It is as if I am forever looking through a mirror, dimly lit, seeing only half of my reflection. The ‘now’ is the ‘not yet.’ The ‘not yet,’ lives in the now. How else can I describe this life of muted colors, smells, textures, and sounds I put up with? I know there is more than even the deafening ocean breaking its sticks over stones. I am hopeful I will not remain dry. I am hopeful that someday I will not languish. I will not anguish over the browns which settle into champagne flutes. I imagine there will be citrine yellow, optimal pinks, violet lavender eyes; imperial swimming pool skies. There is more on the other side of this mirror. There is a who.
look in the mirror and
long for more than broken glass~
loiter here beyond
Tell me… One more time
How Grandma roller skated–
Hell-bent for Heaven.
If any image should be lasting, it’s the one of Grandma strapping on roller skates, throwing caution to the wind and her fragile bones to a higher power. When I think about it, that’s the best story I could pass on to my daughters. Be funny. Be coy. Be smart. Be trouble. Be happy.
But above all, be brave.
Don’t be stupid, though. My mom and I did affix a brown velour couch pillow to Grandma’s tush using my dad’s belt. We held her hand, ensuring she accomplished her lifelong wish to skate. The brevity of Grandma’s time on wheels was matched with the levity of her legacy. We laughed and tried to steady ourselves. I held and pressed the button down on the Polaroid camera. As long as I live, I hope to never forget that shining moment in time, in the backyard of my 4th Street home with grandma, mom and me.

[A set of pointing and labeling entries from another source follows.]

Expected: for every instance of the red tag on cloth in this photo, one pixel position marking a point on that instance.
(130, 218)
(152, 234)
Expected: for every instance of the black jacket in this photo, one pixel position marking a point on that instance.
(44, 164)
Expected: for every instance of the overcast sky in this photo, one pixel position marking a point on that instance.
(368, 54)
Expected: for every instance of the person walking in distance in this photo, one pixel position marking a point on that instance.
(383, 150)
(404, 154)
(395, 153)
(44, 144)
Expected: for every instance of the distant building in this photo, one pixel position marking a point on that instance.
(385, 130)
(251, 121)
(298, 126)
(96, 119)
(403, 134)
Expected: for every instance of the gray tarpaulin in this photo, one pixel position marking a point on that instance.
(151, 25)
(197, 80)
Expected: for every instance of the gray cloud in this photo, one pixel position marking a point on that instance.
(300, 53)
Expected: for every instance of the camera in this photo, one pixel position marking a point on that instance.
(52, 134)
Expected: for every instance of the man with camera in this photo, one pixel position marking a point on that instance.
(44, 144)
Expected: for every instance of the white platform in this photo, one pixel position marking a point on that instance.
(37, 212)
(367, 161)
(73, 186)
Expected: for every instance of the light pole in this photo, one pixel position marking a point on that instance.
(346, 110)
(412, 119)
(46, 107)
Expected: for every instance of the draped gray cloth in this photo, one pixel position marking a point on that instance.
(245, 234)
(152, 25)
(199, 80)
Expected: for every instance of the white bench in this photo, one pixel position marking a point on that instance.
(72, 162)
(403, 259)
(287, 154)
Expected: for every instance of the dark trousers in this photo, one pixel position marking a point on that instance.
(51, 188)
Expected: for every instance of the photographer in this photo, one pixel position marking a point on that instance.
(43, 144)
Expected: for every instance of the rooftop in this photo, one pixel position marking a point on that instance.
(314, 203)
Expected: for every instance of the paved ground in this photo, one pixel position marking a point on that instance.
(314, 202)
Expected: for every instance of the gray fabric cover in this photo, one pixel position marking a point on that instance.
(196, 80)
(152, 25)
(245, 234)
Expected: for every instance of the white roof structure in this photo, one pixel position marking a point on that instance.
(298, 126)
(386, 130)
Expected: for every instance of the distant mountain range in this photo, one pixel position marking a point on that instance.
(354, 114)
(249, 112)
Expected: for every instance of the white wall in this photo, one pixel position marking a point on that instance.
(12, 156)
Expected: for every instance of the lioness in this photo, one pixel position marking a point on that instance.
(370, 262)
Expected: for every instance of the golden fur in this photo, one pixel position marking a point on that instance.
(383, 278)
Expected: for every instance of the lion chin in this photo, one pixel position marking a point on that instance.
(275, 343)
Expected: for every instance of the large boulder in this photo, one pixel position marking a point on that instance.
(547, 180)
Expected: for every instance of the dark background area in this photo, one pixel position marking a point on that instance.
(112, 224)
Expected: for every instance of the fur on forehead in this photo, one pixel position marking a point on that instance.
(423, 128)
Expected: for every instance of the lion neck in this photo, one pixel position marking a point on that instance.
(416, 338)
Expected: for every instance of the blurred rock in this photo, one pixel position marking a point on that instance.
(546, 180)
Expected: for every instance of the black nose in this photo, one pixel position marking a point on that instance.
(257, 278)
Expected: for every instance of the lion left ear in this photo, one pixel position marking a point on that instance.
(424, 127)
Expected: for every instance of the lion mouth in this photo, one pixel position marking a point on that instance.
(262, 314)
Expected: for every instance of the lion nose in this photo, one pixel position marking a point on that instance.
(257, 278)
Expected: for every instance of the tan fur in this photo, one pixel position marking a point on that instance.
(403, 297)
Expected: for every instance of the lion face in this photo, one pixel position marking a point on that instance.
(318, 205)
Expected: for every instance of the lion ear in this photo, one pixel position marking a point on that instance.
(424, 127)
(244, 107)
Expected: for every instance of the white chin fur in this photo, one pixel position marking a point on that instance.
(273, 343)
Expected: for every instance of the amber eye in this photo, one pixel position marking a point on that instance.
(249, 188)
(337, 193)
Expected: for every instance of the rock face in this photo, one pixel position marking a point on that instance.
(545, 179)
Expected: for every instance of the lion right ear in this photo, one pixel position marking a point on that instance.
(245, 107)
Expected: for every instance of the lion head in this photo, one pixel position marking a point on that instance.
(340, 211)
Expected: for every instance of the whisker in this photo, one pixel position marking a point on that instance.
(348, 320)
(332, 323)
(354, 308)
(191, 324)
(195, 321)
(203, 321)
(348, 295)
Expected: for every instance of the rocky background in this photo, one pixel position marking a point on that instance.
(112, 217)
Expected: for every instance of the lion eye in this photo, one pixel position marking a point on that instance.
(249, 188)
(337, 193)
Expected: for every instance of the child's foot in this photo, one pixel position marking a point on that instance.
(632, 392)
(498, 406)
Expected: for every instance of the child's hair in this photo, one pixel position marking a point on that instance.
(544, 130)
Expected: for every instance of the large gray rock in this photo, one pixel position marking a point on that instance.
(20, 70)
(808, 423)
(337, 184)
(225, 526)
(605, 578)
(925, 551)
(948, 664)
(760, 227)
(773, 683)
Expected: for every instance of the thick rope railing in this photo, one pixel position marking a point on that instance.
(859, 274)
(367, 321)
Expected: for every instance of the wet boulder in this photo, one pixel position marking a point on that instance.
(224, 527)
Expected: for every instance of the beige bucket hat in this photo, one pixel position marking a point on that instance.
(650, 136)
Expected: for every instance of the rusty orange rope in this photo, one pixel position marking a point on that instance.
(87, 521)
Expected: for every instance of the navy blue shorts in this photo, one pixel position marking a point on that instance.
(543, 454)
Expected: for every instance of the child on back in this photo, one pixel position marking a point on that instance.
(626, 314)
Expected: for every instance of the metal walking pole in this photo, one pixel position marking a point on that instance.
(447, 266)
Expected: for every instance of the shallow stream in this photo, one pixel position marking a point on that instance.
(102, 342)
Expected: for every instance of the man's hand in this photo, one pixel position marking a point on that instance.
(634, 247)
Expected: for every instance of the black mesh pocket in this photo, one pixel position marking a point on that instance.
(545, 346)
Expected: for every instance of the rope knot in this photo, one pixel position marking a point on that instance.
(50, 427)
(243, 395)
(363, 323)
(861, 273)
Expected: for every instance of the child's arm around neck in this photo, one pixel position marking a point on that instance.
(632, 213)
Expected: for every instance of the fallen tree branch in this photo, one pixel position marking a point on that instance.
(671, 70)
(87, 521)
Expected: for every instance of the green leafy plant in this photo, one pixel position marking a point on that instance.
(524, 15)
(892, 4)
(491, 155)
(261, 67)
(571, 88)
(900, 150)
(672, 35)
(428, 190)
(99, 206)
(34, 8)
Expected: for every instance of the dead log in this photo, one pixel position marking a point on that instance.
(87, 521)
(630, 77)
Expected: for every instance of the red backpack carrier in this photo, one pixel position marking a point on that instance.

Be brave. I now tell the same woman who cinched up Grandma’s belt.
Be brave. I tell myself. I’ve been spared another day, because mom still knows my name.
I’ll remind her tomorrow about the time we helped Grandma to skate. I’ll cinch my belt and skate around the catch in my throat when I call. I’ll remind her that it’s Mother’s Day and I’ll say “I love you, Mom.” We’ll both be brave.